By Emil DanielyanArmenia on Friday flatly denied any role in an alleged conspiracy to overthrow Azerbaijan’s government which claims to have foiled it with the arrest of a young Azerbaijani oppositionist announced the previous night.
The National Security Service (NSS) in Yerevan dismissed as “ridiculous” Azerbaijani allegations that it recruited Ruslan Bashirli, the arrested leader of the Yeni Fikir (New Thinking) youth movement, to foment a violent coup d’etat in Baku.
A statement issued by Azerbaijan’s Office of Prosecutor-General late Thursday said Bashirli secretly met Armenian security agents in Tbilisi last week and was paid $2,000 to stir up trouble ahead of the Azerbaijani parliamentary elections slated for November. Azerbaijani state television aired footage, allegedly shot in the Georgian capital, of Bashirli accepting cash from three men. The oppositionist was consequently charged with attempting "to take power by force."
“We knew that the new head of Azerbaijan’s special services is not a specialist,” the NSS said in a statement, tartly referring to Eldar Mahmudov’s police background. “But hardly anyone would predict that he will cast his subordinates in negative light.”

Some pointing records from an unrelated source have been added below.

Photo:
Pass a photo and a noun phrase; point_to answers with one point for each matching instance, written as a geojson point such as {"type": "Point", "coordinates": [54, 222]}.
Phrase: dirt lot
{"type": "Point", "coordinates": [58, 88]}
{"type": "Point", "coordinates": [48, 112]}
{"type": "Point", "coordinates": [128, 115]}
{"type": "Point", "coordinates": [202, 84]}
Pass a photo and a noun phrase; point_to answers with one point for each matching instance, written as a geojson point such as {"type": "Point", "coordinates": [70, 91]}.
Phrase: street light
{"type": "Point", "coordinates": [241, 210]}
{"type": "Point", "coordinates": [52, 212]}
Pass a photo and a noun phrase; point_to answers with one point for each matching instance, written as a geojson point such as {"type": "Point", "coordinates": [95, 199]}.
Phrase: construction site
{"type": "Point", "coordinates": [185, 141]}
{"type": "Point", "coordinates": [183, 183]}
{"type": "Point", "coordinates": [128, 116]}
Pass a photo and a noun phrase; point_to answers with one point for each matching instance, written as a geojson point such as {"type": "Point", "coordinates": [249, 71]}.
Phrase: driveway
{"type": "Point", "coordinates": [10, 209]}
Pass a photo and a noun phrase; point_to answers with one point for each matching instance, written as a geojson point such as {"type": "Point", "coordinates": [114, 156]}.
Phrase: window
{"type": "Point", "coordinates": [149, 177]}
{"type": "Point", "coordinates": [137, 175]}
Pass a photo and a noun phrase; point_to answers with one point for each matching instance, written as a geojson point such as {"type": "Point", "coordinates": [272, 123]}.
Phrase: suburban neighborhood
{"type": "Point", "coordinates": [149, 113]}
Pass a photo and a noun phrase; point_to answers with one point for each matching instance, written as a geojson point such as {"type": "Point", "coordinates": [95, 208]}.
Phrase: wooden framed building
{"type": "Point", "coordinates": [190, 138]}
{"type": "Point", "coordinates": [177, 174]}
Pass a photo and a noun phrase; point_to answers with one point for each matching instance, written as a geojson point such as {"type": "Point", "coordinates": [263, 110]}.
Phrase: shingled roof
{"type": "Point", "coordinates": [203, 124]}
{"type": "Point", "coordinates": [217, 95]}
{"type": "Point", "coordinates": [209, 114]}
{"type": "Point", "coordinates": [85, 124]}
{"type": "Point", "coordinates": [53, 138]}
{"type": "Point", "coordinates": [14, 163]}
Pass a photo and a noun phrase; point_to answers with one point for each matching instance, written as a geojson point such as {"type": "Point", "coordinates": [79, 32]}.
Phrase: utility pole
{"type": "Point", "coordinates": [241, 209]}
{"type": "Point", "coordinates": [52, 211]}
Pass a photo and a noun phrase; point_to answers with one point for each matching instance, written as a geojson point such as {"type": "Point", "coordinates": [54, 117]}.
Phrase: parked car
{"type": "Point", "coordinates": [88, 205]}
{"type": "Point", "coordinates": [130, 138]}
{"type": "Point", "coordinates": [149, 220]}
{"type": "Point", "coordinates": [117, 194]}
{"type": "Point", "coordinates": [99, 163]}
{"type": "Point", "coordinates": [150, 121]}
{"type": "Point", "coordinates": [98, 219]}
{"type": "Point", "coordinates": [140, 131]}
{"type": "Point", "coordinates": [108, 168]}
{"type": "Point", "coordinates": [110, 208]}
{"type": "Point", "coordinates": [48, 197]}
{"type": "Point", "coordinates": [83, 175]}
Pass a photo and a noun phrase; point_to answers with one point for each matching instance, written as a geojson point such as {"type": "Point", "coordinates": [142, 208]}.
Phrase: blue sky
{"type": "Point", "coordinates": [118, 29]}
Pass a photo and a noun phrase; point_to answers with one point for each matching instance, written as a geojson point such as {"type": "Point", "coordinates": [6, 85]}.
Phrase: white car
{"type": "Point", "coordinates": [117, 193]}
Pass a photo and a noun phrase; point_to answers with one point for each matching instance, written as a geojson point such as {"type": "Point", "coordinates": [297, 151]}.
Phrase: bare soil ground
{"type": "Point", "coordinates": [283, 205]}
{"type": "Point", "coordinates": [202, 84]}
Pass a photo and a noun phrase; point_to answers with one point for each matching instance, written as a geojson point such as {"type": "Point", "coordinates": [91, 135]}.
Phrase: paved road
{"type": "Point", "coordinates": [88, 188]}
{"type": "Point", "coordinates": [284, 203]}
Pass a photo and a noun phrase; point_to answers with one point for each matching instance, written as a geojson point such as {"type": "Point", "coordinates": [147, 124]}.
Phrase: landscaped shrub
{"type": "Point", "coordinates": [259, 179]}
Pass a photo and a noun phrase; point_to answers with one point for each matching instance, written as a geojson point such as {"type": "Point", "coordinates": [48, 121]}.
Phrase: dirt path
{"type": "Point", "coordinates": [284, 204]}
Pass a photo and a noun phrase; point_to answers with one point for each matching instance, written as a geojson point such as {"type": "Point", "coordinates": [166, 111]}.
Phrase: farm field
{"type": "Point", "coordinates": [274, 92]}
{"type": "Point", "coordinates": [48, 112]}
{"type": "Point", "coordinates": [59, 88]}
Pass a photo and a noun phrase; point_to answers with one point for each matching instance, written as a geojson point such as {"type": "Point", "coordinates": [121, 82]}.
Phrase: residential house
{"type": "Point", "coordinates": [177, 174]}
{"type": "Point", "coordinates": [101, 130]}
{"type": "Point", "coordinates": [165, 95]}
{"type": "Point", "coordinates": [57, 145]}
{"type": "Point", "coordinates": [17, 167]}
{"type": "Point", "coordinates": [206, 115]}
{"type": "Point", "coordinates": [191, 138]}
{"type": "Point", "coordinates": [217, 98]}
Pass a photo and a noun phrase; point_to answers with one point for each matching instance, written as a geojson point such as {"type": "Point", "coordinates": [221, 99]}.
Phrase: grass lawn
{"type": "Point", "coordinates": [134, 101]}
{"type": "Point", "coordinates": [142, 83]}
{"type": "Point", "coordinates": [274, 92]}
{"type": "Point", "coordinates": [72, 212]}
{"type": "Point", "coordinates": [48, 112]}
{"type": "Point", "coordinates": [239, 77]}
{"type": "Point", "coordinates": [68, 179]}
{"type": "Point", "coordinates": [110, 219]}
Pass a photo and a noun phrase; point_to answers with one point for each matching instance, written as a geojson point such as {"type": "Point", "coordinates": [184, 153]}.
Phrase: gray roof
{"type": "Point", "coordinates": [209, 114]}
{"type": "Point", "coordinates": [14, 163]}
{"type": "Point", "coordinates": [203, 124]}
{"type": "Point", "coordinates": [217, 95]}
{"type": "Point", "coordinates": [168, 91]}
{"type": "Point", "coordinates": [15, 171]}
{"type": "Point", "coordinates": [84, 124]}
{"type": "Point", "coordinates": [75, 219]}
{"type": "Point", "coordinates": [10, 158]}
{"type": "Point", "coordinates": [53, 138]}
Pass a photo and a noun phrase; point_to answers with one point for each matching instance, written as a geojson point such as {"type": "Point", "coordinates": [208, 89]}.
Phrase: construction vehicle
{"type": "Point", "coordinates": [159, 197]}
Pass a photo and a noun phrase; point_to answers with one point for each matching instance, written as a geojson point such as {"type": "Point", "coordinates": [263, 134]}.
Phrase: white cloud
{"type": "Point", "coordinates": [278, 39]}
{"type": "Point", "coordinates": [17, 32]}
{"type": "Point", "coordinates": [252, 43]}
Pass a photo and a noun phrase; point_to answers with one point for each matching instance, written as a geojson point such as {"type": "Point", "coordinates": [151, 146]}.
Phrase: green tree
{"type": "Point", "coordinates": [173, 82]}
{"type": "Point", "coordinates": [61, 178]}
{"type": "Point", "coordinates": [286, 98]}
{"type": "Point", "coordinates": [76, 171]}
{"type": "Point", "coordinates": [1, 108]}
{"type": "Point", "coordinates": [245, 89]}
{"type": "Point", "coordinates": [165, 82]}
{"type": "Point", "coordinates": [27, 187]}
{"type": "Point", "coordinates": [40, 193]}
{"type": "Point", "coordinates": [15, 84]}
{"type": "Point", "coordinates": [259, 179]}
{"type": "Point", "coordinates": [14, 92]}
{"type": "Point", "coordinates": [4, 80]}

The NSS chief, Gorik Hakobian, compared the case with trumped-up espionage charges leveled by the late Soviet dictator Josef Stalin against his potential rivals. “My advice is this: You can’t solve Azerbaijan’s internal political problems with the long-forgotten methods that were used in the USSR during the 1920s and 1930s,” Hakobian was quoted as saying in the statement.
The Armenian security agency avoided any comment on the specifics of the Azerbaijani accusations, though.
According to the Azerbaijani authorities, Bashirli and a member of his organization, Osman Alimuradov, were in Tbilisi on July 28-29, meeting with three “Armenian agents” that offered to “render comprehensive assistance for carrying out a revolution in Azerbaijan.” The “agents,” one of them identified as a Georgian, allegedly offered to supply the Azerbaijani opposition with weapons in order to spark violence in Baku.
The statement by the Azerbaijani prosecutors also claimed that the cash handed to Bashirli was an advance payment and that the Armenians promised to add $20,000 a few days later. The Yeni Fikir leader was arrested by Azerbaijani security services after they were tipped off by Alimuradov, it said.
The statement also implicated the National Democratic Institute (NDI), a U.S. non-governmental organization promoting political reform across the former Soviet Union, in the alleged plot. It quoted Bashirli as telling his alleged Armenian recruiters that Yeni Fikir received "specific instructions from representatives of this organization to prepare a revolution in Azerbaijan."
The NDI did not immediately react to the charges denied by Azerbaijani opposition leaders. "This is yet another one of the authorities' games, this event was organized by the Ministry of National Security," Bashirli’s deputy Fikret Farmazogly told AFP.
Yeni Fikir has repeatedly called for the ouster of President Ilham Aliev. The arrest of its leader could further heighten tensions in Azerbaijan in the run-up to the November elections. The United States and European organizations are increasingly pressing Aliev’s regime to ensure their freedom and fairness.
The case is also the latest in a long series of Armenian-Azerbaijani spy scandals that result from the unresolved conflict over Nagorno-Karabakh. As recently as on June 28, a Yerevan court sentenced a Russian-born citizen of Armenia to twelve years in prison for spying for Azerbaijan and helping its security services plot an attempt on President Robert Kocharian’s life.
In Azerbaijan, meanwhile, authorities reportedly purged the Ministry of National Security of employees who have ethnic Armenian parents or other relatives. “We live in Azerbaijan and the presence in the MNS of individuals of Armenian descent or with Armenian relatives is therefore impossible,” the “525ci Gazet” daily quoted a ministry spokesman as saying on June 15.